Award-winning author Amy Irvine was named the next Kittredge Distinguished Visiting Writer at UM. (Photo by Susie Grant)

Amy Irvine poses with her book Desert Cabal.MISSOULA – Amy Irvine, winner of the Orion Book Award, will serve as the 2024 Kittredge Distinguished Visiting Writer in Environmental Studies at the University of Montana.

Her nonfiction book, “Desert Cabal,” is a fierce and provocative, feminist response to Edward Abbey’s “Desert Solitaire,” the canonical book about the American desert.

On the occasion of the 50th anniversary of its publication, Irvine names and questions the “lone male narrative” – white and privileged as it is – that still has its boots planted firmly at the center of today’s wilderness movement, even as she celebrates the lens through which Abbey taught so many to love the wild remains of the nation.

“The natural world is changing at breakneck speed,” said Irvine. “The human IQ is in measurable decline. So what stories do we tell now? How do we tell them – and to whom? More than ever, writers are tasked with rousing readers from profound levels of intellectual, emotional, spiritual and physical lethargy – the heft of this task can overwhelm.”

“Irvine is asking all the right questions,” said Mark Sundeen, UM assistant professor of Environmental Studies. “Finally someone has the guts to wrassle Abbey off the pedestal back down to the red dirt where he belongs. Her combination of memoir, criticism and reportage breathes new life into writing about the natural world.”

At UM, Irvine will teach a graduate workshop in environmental writing next spring.

“To teach writing in this moment that too often feels apocalyptic but also brims with wondrous possibility – and to teach it in a program I’ve long admired – is both an honor and act of devotion,” she said.
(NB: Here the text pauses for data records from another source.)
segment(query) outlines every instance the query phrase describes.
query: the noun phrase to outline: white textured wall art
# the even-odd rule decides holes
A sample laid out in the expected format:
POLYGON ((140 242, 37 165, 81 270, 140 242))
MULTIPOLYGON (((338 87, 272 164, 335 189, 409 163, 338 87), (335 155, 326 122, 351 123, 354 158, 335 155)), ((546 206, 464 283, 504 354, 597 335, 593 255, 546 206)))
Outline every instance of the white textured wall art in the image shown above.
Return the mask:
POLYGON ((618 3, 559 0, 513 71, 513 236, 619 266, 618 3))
From Norwood, Colorado, Irvine is author of two memoirs: “Trespass,” which won the 2009 Orion Book Award, and “Almost Animal,” a widely anticipated story about motherhood and the climate crisis to be published by Spiegel and Grau in 2024.

Her nonfiction has appeared in Orion, Outside, High Country News, and Best American Science and Nature Writing. She has taught at the MountainView MFA program, Fishtrap, Orion Writing Workshops and many other venues.

Previous Kittredge Distinguished Visiting Writers in Environmental Studies include Terry Tempest Williams, Rebecca Solnit, Craig Childs and, most recently, Sierra Crane Murdoch.